I just got back from Tucson a few weeks ago. Fairwheel cycles had 5.2 Trek Madones w/Ultegra. Price was a bit high, but I was on holiday.


----------



## MichaelZ (Feb 20, 2009)

Thanks for the input guys. I have found a place, trisports.com, that rents Felt F4 rentals for $150 per week. I was also looking at fairwheel cycles but it seems to be more expensive for a one week rental.


----------



## ecloebl (Jun 16, 2008)

azpeterb said:


> Here's a listing of places that may have bikes for rent in Tucson. I don't have any experience with rentals here, but AZ Bicycle Experts, Fairwheel Bikes and Tucson Bicycles are all reputable shops.
> 
> http://www.bikegaba.org/gaba/Bike_Rentals.htm


I have been a customer of Tucson Bicycles for over a year and have spent a significant amount of money there. Several days ago, I received a phone call from the shop owner, accusing me of taking an item from their shop without paying for it. Since she personally sold the item to me, and I had the sales receipt, I was understandably upset. I told her that I had paid for the item and could document my payment. She became abusive and told me that I should fine another place to shop for my biking needs. I certainly intend to take her advice and shop elsewhere. There is no excuse for a store owner becoming abusive with a customer. Oh, yes, and the shop manger finally called and admitted that I paid for the item they accused me of taking from their shop. The shop owner never called or apologized.


----------



## Italianrider76 (May 13, 2005)

ecloebl said:


> I told her that I had paid for the item and could document my payment. She became abusive.

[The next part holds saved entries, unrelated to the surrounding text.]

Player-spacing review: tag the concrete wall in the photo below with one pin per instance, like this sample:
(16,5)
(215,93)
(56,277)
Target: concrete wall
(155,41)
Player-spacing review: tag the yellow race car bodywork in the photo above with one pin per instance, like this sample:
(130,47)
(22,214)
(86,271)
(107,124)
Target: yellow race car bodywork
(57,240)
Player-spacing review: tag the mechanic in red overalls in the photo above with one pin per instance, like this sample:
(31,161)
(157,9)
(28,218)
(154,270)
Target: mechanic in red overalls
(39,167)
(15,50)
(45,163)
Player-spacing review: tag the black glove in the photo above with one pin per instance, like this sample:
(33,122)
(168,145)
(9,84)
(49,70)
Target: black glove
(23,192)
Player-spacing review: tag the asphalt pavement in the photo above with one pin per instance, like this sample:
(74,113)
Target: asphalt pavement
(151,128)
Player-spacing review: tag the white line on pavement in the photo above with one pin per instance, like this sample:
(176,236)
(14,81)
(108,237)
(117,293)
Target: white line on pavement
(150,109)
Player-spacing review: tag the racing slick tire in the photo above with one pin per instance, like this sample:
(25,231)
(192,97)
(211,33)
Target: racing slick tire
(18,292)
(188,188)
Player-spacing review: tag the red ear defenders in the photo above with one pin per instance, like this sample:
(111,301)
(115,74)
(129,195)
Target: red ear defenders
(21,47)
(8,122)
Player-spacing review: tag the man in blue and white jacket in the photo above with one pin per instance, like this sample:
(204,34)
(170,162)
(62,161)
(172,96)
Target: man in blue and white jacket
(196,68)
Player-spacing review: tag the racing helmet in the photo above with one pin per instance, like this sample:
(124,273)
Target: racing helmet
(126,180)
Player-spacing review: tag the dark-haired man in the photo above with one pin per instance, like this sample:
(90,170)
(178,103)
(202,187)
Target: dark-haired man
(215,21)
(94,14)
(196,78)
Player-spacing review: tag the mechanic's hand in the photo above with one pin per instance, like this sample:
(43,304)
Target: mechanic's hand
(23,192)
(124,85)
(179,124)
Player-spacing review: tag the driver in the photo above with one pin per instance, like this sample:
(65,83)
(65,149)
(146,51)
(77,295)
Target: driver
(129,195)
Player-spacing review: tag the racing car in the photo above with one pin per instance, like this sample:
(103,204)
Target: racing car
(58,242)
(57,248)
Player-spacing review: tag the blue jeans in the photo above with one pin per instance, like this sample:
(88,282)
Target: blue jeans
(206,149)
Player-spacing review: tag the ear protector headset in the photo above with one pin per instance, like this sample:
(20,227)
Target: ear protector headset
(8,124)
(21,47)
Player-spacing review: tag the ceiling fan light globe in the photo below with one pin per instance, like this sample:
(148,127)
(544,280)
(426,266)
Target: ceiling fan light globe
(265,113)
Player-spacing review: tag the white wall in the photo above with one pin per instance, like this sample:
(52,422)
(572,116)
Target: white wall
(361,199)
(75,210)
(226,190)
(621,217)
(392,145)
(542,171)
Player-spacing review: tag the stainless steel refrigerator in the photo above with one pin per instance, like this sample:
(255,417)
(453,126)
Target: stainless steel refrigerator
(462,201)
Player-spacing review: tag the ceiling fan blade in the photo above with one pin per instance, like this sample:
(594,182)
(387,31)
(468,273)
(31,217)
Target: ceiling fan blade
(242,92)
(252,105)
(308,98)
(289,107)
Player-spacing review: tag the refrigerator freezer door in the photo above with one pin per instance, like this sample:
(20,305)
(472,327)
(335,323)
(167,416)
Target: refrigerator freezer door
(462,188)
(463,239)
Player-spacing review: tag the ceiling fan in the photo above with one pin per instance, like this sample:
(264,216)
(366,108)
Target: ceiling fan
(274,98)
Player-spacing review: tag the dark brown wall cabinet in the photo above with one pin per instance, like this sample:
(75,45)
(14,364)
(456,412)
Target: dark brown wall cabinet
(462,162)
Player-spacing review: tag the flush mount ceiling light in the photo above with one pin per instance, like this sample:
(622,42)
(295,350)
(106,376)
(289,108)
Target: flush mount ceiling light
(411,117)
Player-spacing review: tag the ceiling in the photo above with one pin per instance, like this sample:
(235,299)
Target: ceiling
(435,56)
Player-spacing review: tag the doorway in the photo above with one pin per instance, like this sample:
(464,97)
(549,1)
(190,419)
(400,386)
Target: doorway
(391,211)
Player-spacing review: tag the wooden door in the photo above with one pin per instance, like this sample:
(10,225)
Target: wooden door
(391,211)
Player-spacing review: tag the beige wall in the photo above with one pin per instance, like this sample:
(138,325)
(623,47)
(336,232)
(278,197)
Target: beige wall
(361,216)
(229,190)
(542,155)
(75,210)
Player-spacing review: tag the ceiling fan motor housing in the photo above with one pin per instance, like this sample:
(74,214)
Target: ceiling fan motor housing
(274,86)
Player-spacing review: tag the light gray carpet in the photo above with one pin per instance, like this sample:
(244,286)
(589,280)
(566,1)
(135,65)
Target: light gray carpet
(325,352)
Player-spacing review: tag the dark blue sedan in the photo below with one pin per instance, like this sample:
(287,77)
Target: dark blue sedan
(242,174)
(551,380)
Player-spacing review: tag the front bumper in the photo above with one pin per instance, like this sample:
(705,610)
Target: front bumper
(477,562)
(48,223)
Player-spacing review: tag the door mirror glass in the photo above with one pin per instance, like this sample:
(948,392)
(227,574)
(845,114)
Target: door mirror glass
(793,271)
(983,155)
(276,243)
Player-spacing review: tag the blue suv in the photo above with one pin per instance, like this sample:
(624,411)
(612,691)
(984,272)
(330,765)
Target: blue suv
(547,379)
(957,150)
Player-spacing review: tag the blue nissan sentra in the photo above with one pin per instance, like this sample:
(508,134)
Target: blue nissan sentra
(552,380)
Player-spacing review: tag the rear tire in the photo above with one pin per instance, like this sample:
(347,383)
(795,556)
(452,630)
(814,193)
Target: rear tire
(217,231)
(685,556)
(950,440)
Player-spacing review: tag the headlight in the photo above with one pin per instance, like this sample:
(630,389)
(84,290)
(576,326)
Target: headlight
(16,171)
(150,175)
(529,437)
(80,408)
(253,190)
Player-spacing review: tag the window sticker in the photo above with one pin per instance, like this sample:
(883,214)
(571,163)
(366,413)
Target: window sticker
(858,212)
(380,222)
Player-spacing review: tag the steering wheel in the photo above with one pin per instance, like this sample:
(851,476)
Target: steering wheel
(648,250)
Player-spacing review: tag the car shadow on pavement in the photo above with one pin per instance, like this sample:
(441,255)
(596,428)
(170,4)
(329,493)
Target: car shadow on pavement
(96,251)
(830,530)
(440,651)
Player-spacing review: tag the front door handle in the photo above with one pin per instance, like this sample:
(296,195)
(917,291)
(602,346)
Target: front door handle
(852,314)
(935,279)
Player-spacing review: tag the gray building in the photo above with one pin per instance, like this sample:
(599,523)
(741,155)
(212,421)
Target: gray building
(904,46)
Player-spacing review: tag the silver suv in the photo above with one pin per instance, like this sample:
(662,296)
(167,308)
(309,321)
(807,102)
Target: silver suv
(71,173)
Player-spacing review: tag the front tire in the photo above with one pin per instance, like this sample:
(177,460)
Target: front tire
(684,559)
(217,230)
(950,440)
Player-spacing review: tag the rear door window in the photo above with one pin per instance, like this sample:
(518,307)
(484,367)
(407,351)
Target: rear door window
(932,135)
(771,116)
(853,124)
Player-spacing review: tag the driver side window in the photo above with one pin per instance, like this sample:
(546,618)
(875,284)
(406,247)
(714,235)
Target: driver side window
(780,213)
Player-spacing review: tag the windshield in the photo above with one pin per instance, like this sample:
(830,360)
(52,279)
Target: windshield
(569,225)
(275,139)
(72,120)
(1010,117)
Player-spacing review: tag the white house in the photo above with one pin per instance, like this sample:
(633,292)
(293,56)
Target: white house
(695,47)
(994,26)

For real?? Man I hope you told her to get .........


----------



## Jesse D Smith (Jun 11, 2005)

ecloebl said:


> I have been a customer of Tucson Bicycles for over a year and have spent a significant amount of money there. Several days ago, I received a phone call from the shop owner, accusing me of taking an item from their shop without paying for it. Since she personally sold the item to me, and I had the sales receipt, I was understandably upset. I told her that I had paid for the item and could document my payment. She became abusive and told me that I should fine another place to shop for my biking needs. I certainly intend to take her advice and shop elsewhere. There is no excuse for a store owner becoming abusive with a customer. Oh, yes, and the shop manger finally called and admitted that I paid for the item they accused me of taking from their shop. The shop owner never called or apologized.


Oro Valley Bicycle is opening a shop right next door to them, so check that out. I've only heard this from one person, so take it for what it's worth, but Tucson Bicycles may not be around much longer, which is part of the reason the new shop opened next door. I've also heard that the owner of Tucson Bicycles is not the original owner, and not a "bike" person, just a business person, which often spells the end of the shop.


----------